Em razão da informalidade, a dissolução da união estável ocorre de forma muito simplista, basta uma das partes reivindicar o fim do relacionamento e a união está desfeita. Não há qualquer tipo de burocracia ou procedimento administrativo. É dizer que se assemelha ao namoro, cada um recolhe a trouxinha de roupa e os pertences que deixou na casa do outro e vai embora para a sua casa, ou seja, vida que segue.

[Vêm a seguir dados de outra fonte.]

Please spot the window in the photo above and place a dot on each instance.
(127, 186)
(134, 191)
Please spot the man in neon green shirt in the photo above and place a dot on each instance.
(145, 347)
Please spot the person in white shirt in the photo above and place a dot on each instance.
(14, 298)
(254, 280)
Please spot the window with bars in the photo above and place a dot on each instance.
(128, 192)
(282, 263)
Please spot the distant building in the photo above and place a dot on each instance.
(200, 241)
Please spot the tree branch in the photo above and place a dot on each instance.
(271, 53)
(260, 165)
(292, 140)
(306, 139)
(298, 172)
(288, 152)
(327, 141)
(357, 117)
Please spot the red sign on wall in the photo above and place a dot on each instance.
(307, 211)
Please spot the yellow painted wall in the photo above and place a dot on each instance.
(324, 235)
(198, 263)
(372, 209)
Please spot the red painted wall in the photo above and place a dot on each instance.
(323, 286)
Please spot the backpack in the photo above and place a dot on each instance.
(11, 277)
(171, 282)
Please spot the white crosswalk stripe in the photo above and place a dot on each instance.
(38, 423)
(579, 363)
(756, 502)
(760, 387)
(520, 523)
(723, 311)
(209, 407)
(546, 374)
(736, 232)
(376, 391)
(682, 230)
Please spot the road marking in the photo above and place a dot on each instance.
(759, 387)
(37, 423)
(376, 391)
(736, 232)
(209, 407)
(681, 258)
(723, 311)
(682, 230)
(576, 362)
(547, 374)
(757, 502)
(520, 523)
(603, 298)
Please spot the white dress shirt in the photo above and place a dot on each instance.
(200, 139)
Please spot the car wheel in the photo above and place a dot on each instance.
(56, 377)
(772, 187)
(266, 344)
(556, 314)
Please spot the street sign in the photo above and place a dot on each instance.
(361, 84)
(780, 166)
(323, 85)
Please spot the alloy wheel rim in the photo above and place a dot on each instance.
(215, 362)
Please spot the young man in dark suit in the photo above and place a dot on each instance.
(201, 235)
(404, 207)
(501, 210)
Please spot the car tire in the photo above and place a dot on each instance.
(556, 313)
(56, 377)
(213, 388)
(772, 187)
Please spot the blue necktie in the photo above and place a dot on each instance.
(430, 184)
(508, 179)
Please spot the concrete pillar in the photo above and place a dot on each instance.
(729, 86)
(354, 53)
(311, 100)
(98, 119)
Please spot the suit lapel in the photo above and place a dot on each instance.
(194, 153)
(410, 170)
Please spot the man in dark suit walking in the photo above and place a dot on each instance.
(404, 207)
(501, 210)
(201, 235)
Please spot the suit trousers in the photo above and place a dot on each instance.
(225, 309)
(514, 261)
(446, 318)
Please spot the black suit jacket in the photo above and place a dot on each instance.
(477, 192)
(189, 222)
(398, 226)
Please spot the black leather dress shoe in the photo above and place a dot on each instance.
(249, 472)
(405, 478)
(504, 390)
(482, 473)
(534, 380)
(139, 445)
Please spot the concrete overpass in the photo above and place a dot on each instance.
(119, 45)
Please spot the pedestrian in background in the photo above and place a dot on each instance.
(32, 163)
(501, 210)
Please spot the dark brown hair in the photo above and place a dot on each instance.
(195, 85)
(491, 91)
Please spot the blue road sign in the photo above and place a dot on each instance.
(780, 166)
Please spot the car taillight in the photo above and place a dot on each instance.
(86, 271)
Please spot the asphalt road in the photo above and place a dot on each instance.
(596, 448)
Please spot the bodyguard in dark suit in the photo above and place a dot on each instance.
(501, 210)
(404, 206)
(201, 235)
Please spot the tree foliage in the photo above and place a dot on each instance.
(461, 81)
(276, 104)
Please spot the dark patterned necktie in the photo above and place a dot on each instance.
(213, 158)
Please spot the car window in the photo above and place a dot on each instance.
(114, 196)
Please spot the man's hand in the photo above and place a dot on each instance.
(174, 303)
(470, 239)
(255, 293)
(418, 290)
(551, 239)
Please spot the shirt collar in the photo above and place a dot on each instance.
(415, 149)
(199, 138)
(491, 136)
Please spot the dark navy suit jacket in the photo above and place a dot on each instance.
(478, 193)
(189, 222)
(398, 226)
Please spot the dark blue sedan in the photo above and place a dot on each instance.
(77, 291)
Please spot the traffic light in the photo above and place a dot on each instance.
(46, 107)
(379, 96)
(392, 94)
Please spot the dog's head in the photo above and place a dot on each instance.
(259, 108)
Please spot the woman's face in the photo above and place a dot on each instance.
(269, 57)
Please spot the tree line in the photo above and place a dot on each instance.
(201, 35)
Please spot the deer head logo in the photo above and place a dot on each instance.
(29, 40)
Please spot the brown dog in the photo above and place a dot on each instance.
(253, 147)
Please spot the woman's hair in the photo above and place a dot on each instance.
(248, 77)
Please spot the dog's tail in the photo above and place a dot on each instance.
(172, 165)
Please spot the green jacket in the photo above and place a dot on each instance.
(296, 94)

O problema se inicia quando, em rol exemplificativo: 1) uma das partes não tem para onde ir, 2) fruto deste relacionamento há filhos menores; 3) a mulher deixa de trabalhar para cuidar da família e dos filhos menores; 4) o casal durante a união estável, em razão do trabalho, adquire bens móveis (carro, moto, aplicações financeiras, joias, etc.) e bens imóveis (apartamento, casa, casa de veraneio, salão comercial, etc.); 5) os conviventes são sócios de empresa; 6) os companheiros recebem dinheiro ou bens em razão de herança da família e revertem em bem imóvel ou móvel na constância da união; 7) um dos companheiros ou ambos já detém patrimônio antes do início da relação, etc.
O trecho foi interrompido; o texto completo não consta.